Indagini molecolari

Le indagini molecolari consistono nello studio delle componenti molecolari fondamentali degli organismi viventi, in particolare del DNA e dei suoi derivati (RNA e proteine), mediante moderne metodiche che consentono di isolare, caratterizzare e manipolare gli acidi nucleici, molecole che forniscono importanti informazioni relative non solo al singolo organismo ma anche alla storia evolutiva delle specie. Il DNA e le proteine possono essere, infatti, paragonati a documenti storici e dalla somiglianza riscontrata tra queste molecole si possono desumere le relazioni di parentela tra gli organismi. In tal senso è molto importante anche lo studio del DNA antico (aDNA) cioè del materiale genetico residuo che si può estrarre dopo la morte da materiali biologici, quali ossa, denti, resti mummificati di animali o vegetali e fossili.

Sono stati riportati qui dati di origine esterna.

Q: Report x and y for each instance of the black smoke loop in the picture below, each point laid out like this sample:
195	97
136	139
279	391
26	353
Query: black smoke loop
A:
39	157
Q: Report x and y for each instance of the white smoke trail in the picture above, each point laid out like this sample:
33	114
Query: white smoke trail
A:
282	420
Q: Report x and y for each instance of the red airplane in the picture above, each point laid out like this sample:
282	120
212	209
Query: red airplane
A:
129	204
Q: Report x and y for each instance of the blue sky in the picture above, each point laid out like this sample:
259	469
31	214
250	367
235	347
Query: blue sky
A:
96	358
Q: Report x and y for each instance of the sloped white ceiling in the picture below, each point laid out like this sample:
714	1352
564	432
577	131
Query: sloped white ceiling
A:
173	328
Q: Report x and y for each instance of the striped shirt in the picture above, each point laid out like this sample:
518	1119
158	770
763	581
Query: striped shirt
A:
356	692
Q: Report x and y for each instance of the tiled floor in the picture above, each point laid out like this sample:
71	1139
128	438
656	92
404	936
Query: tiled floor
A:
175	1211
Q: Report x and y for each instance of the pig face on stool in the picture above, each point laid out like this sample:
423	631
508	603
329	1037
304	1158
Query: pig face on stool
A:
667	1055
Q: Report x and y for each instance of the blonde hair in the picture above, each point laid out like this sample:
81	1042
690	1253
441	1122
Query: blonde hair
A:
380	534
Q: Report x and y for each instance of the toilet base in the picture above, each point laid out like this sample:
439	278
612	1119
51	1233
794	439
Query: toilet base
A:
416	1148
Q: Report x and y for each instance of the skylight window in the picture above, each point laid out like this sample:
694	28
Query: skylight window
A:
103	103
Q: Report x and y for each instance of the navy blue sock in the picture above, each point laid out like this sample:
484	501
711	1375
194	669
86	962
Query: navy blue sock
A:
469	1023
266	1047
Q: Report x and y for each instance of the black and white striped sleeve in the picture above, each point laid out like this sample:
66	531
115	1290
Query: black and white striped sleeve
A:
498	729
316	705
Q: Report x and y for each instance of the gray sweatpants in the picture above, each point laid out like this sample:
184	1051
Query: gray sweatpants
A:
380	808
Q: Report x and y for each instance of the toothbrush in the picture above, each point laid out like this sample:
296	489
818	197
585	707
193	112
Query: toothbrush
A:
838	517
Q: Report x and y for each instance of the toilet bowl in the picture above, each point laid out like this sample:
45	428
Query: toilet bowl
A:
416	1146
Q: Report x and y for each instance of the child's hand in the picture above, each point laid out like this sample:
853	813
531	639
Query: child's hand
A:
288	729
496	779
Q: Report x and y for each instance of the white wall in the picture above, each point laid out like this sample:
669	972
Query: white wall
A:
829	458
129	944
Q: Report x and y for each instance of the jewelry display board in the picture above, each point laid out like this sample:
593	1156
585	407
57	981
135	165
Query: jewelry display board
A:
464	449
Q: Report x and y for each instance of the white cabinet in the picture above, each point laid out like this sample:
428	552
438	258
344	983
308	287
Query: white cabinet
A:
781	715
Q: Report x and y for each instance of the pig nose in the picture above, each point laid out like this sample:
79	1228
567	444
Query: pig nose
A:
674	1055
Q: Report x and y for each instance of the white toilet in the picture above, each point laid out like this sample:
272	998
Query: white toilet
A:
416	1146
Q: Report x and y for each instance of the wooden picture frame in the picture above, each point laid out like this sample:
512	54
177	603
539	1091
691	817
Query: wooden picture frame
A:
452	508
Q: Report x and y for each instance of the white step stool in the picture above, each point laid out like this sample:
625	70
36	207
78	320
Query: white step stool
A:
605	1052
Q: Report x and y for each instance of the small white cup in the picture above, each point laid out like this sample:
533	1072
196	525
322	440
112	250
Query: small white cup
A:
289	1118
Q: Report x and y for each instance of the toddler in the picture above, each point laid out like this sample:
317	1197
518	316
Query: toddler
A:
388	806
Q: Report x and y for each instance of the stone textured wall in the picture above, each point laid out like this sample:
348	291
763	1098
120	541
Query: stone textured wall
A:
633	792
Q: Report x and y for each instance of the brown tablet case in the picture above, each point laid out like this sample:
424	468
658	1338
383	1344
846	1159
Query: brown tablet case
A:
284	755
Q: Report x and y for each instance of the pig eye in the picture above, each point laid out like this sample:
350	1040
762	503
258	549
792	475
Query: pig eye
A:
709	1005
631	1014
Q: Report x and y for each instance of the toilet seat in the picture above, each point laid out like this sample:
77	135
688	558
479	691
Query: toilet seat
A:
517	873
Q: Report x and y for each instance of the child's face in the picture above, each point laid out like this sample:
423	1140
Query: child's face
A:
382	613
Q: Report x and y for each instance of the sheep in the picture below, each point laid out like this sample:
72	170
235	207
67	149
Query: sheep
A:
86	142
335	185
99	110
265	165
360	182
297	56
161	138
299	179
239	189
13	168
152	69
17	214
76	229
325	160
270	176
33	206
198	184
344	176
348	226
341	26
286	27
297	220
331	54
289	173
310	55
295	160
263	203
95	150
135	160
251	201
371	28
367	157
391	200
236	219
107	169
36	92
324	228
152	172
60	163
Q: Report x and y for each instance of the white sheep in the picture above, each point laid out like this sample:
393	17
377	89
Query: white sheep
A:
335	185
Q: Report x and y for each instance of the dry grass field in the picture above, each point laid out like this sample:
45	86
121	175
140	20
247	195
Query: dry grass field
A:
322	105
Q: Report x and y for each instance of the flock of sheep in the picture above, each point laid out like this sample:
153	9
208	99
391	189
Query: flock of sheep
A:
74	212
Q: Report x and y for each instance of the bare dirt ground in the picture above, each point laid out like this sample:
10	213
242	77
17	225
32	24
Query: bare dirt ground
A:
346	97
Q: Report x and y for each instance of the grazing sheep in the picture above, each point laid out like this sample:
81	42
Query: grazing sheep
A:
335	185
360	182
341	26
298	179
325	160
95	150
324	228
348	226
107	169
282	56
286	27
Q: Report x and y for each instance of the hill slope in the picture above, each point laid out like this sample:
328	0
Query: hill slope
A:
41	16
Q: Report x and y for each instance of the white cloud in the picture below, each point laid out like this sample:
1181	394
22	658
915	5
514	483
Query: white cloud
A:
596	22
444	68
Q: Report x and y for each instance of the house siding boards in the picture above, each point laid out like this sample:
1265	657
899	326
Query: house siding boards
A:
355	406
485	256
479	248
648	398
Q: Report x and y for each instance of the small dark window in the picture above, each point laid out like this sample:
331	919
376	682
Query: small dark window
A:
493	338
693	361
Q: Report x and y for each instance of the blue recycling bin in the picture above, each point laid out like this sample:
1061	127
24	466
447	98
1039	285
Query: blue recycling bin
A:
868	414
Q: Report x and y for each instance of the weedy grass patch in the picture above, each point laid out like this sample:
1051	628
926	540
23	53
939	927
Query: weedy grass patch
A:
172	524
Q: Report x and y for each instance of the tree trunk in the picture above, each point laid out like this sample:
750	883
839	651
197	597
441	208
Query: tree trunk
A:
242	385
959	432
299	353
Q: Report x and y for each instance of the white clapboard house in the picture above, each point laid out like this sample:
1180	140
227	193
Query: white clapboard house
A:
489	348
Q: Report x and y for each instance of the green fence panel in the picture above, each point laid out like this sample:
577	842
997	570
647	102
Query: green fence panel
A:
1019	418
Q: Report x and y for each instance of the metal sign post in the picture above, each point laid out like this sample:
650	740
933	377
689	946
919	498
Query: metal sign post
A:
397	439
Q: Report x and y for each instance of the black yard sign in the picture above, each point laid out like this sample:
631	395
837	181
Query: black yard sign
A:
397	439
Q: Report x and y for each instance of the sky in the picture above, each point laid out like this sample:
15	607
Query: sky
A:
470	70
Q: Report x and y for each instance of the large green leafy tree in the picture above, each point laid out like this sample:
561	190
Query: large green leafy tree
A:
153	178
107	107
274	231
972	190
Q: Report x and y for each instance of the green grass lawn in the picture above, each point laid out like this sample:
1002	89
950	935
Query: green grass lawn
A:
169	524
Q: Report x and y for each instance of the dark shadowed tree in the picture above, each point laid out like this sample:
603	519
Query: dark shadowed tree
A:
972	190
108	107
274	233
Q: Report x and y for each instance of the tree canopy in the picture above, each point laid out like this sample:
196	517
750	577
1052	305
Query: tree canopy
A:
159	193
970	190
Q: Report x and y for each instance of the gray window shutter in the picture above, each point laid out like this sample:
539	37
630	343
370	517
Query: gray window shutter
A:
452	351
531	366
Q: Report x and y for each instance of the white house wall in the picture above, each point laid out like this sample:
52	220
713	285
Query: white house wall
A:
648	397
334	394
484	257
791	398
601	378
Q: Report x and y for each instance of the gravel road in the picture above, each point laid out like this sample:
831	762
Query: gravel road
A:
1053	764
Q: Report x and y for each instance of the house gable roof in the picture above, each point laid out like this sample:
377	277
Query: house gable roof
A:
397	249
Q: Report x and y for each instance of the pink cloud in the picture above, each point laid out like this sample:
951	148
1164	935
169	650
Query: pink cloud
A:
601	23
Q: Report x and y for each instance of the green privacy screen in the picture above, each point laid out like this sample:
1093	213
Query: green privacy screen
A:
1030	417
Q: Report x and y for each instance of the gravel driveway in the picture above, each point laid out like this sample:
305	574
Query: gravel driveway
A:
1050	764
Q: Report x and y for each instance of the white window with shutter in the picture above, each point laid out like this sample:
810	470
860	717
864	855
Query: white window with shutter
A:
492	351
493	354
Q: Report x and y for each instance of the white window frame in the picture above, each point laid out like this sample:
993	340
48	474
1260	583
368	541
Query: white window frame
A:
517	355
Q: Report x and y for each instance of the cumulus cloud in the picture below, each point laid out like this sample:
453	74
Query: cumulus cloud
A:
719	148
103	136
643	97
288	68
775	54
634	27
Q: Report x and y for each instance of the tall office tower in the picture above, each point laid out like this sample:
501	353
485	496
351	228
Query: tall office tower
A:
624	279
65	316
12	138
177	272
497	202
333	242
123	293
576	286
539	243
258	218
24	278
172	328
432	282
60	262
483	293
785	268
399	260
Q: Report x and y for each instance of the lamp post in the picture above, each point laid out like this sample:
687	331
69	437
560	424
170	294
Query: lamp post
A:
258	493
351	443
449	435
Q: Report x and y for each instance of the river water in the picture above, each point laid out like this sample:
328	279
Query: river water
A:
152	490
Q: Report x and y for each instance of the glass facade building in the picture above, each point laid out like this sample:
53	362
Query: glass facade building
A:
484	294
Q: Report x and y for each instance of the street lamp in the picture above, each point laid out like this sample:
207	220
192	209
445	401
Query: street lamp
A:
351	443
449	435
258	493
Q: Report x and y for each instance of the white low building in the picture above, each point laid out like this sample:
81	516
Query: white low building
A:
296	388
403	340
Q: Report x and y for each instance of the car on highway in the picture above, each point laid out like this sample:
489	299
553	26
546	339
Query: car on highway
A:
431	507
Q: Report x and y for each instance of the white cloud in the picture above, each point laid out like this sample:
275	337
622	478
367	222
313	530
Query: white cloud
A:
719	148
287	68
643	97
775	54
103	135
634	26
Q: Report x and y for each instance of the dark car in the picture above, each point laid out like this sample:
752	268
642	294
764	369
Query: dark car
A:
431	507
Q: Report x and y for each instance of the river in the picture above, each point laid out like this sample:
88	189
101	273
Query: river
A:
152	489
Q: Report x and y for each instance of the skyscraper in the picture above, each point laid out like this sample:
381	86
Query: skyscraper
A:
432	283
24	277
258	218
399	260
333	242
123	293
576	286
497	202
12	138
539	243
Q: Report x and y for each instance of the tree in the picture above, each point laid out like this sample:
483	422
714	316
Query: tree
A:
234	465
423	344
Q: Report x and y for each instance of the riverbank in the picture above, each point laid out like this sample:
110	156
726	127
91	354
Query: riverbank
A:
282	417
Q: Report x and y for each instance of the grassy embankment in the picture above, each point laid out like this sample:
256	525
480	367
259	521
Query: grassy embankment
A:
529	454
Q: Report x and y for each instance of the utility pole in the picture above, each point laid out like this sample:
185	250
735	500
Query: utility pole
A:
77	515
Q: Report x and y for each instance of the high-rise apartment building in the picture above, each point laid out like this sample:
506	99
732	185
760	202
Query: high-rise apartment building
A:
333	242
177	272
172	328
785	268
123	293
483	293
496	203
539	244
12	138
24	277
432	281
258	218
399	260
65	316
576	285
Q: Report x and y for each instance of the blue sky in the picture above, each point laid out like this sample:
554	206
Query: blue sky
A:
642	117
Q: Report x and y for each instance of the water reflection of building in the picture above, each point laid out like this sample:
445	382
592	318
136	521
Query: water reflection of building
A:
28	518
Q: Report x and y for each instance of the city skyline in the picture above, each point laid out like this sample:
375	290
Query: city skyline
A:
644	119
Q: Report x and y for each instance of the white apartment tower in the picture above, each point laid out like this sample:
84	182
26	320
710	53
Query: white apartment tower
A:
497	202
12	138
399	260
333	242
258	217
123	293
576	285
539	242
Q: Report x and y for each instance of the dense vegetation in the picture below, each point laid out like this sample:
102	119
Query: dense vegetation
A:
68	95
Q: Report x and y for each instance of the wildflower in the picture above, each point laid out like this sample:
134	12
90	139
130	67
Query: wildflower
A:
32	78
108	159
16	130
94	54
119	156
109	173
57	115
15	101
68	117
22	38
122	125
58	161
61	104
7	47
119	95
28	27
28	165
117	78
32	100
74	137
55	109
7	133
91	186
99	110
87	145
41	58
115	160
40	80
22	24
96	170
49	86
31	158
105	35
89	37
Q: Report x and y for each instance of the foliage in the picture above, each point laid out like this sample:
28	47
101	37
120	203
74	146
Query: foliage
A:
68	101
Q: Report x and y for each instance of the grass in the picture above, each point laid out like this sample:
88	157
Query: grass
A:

Il DNA può essere estratto da un campione biologico con l’ausilio di adeguate soluzioni e solventi organici (quali fenolo, cloroformio, etere) che consentano di separare tale molecola, carica negativamente per la presenza dei residui di fosfato, dalle altre componenti cellulari. Il DNA ottenuto può poi essere utilizzato in differenti analisi quali reazione a catena della polimerasi (PCR), elettroforesi su gel, clonaggio, sequenziamento, Southern, Northern e Western blot.
La PCR è una tecnica che prevede l’amplificazione di una sequenza di DNA fino ad ottenerne milioni di copie; essa consiste in una reazione enzimatica che amplifica in vitro una specifica regione del DNA, utilizzando piccole quantità di DNA come materiale di partenza. Essa prevede una serie di cicli composti da tre fasi: nella prima (denaturazione) ad alte temperature si ha la separazione della doppia elica di DNA; nella seconda (annealing) specifici inneschi si appaiano a precisi tratti del singolo filamento di DNA; nella terza (polimerizzazione) l’enzima
TAQ polimerasi, usando come stampo la sequenza, sintetizza un nuovo filamento di DNA.
L’elettroforesi su gel permette di separare frammenti di acido nucleico, in funzione del loro peso molecolare; tali frammenti, infatti, essendo carichi negativamente, quando vengono posti in un campo elettrico, tendono ad andare verso il polo positivo, e più sono grandi e pesanti, più lentamente migrano rispetto ai frammenti più piccoli. La visualizzazione dei frammenti avviene grazie a sostanze intercalanti (tra le quali il bromuro di etidio) che esposte ai raggi UV risultano fluorescenti. L’uso di un marcatore con frammenti di dimensione nota, permette di valutare, per confronto, le dimensioni dei frammenti esaminati.
Nel clonaggio molecolare una specifica sequenza di DNA viene inserita in un opportuno vettore allo scopo di ottenerne numerose copie attraverso l’amplificazione di cloni delle cellule in cui tale vettore è stato inserito.
La determinazione della sequenza con cui i vari nucleotidi si susseguono in una molecola di DNA può essere effettuata mediante analisi manuale o grazie all’ausilio di sequenziatori automatici di recente generazione.
Le analisi di Southern e Northern blot sfruttano la separazione dei frammenti di acido nucleico (DNA nel Southern ed RNA nel Northern) in gel elettroforesi ed il successivo trasferimento dal gel su una membrana. L’acido nucleico è poi ibridato con una sonda marcata che evidenzia il DNA o l’RNA di interesse. La tecnica del Southern infatti è utilizzata per rilevare la presenza di specifiche sequenze di DNA, mentre quella del Northern viene utilizzata per valutare i livelli di espressione dell’RNA messaggero di un gene.
Nel Western blot viene valutato il livello di espressione di una proteina. Similmente al Northern e al Southern, si effettua prima una elettroforesi denaturante per far separare le varie proteine in funzione della massa molecolare, annullando le cariche degli amminoacidi che influenzerebbero la migrazione.
Le proteine poi vengono visualizzate attraverso anticorpi sintetizzati per la proteina di interesse.

Bibliografia:
BONCINELLI E., SIMEONE A., 1991. Ingegneria genetica, Idelson, pp.371.
WATSON J., 2005. Biologia molecolare del gene, Zanichelli, pp. 720.